Impfen sei die einzige Antwort auf die Virus-Ausbreitung. Echte Impulse zum Zünden des Impfturbos fehlten jedoch. Die Politik lasse die Unternehmen mit Blick auf die Fortführung der Testangebotspflicht für Ungeimpfte im Dunkeln stehen, kritisierte Lang weiter. Wie es aussehe, seien die meisten Unternehmen diesmal von den Beschlüssen der Ministerpräsidentenkonferenz nicht betroffen, meint dagegen Tim Stern, Jurist in der Rechtsabteilung der IHK Heilbronn-Franken. "Bei den Hygienekonzepten bleibt alles gleich."
Auch müssen die Unternehmen weiterhin zweimal die Woche Coronatests anbieten. Das dürfte für viele Ungeimpfte die einzige Möglichkeit sein, sich weiter kostenlos testen zu lassen. "Im Detail muss man jetzt allerdings abwarten, wie die Verordnung aussieht", warnt auch Stern. Denn bei den Regelungen zu "Click und Collect" im Handel habe sich die Verordnung dann doch deutlich von dem unterschieden, was in der Bund-Länder-Runde vereinbart worden war.
In Pflegeheimen und Krankenhäusern muss der Impfstatus offengelegt werden
Für den Rechtsanwalt Arnd-Christian Kulow von der Stuttgarter Kanzlei Jordan & Wagner sind derzeit noch viele Fragen offen. Gelten die 3G-Regeln, die für den Besuch in Krankenhäusern und Restaurants bald gelten, auch für Mitarbeiter? "Wir haben nach wie vor keine Impfpflicht. Der Impfstatus ist Privatsache und geht den Arbeitgeber nichts an", sagt Kulow.
Beschäftigte in Krankenhäusern, Pflegeheimen und anderen medizinischen Einrichtungen müssen ihren Impfstatus jedoch offenlegen, so steht es im Infektionsschutzgesetz.

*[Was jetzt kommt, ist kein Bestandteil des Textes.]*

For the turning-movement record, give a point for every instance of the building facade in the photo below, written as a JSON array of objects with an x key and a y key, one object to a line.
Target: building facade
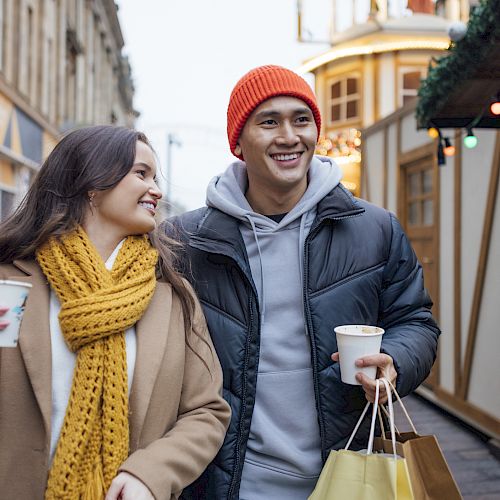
[
  {"x": 443, "y": 188},
  {"x": 61, "y": 67},
  {"x": 373, "y": 68}
]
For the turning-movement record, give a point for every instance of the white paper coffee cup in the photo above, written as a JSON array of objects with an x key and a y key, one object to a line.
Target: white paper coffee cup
[
  {"x": 354, "y": 342},
  {"x": 13, "y": 294}
]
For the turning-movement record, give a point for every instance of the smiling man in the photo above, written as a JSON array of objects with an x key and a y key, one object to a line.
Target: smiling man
[{"x": 281, "y": 255}]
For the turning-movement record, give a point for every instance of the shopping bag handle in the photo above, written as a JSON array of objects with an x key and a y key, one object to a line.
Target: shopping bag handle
[
  {"x": 374, "y": 416},
  {"x": 402, "y": 407}
]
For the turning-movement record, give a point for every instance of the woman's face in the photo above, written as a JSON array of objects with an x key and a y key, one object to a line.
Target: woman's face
[{"x": 129, "y": 208}]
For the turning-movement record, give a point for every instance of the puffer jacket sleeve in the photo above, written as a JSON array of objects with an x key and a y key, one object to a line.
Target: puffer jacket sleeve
[{"x": 411, "y": 333}]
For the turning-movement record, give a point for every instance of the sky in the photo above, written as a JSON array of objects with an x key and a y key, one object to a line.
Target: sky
[{"x": 186, "y": 56}]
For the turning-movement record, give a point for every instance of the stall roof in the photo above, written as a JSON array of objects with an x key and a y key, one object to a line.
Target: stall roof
[{"x": 460, "y": 86}]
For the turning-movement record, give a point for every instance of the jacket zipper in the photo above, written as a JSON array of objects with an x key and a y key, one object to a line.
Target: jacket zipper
[
  {"x": 309, "y": 327},
  {"x": 236, "y": 472}
]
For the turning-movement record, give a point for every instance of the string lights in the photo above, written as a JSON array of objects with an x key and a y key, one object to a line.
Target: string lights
[
  {"x": 446, "y": 148},
  {"x": 470, "y": 140},
  {"x": 449, "y": 148},
  {"x": 495, "y": 105}
]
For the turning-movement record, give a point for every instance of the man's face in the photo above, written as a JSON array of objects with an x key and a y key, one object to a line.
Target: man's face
[{"x": 277, "y": 144}]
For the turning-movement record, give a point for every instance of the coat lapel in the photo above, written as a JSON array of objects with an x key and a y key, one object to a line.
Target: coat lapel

In diesem sensiblen Bereich seien mitunter auch Maßnahmen wie Versetzungen oder im Ausnahmefall auch Kündigungen denkbar. "Formaljuristisch ist das keine Impfpflicht", sagt Kulow, denn die Impfung könne nicht durchgesetzt werden. Man sei aber de facto gezwungen, sich impfen zu lassen oder Konsequenzen hinzunehmen.
Indirekte Testpflicht für Mitarbeiter in NRW
Eine Pflicht für Mitarbeiter, sich testen zu lassen, gibt es in Baden-Württemberg derzeit nicht. "Der Arbeitgeber darf keinen Test vorschreiben." Anders ist das in Nordrhein-Westfalen: Dort müssen Beschäftigte im Hotel- und Gaststättengewerbe, die fünf Tage in Urlaub waren, einen Testnachweis vorlegen. "Was ist das, wenn nicht eine Testpflicht?"
Für Gäste gilt die 3G-Regel. Wer keinen Nachweis erbringen möchte, darf Restaurants oder Veranstaltungen nicht besuchen.
Erste Lehrer wollen Beruf verlassen
"Wir wissen nicht, wie sich die Beschlüsse für Lehrer auswirken, alle hängen in der Luft", sagt auch Jana Kolberg, die Kreisvorsitzende Main-Tauber/Hohenlohe der Gewerkschaft Erziehung und Wissenschaft (GEW). Sie werde im Zweifel Gewerkschaftsmitglieder, die sich nicht impfen lassen wollen, an die Experten vom Rechtsschutz verweisen.
Einige ungeimpfte Lehrer hätten sich schon bei ihr gemeldet und angekündigt, den Beruf verlassen zu wollen, sollten sie künftig gezwungen sein, Corona-Tests selbst zu bezahlen. "Falls eine richtige Impfpflicht kommt, wäre das definitiv schwierig", sagt Jana Kolberg. Sie hofft, dass es dazu nicht kommen wird, schließlich brauche man die Lehrkräfte.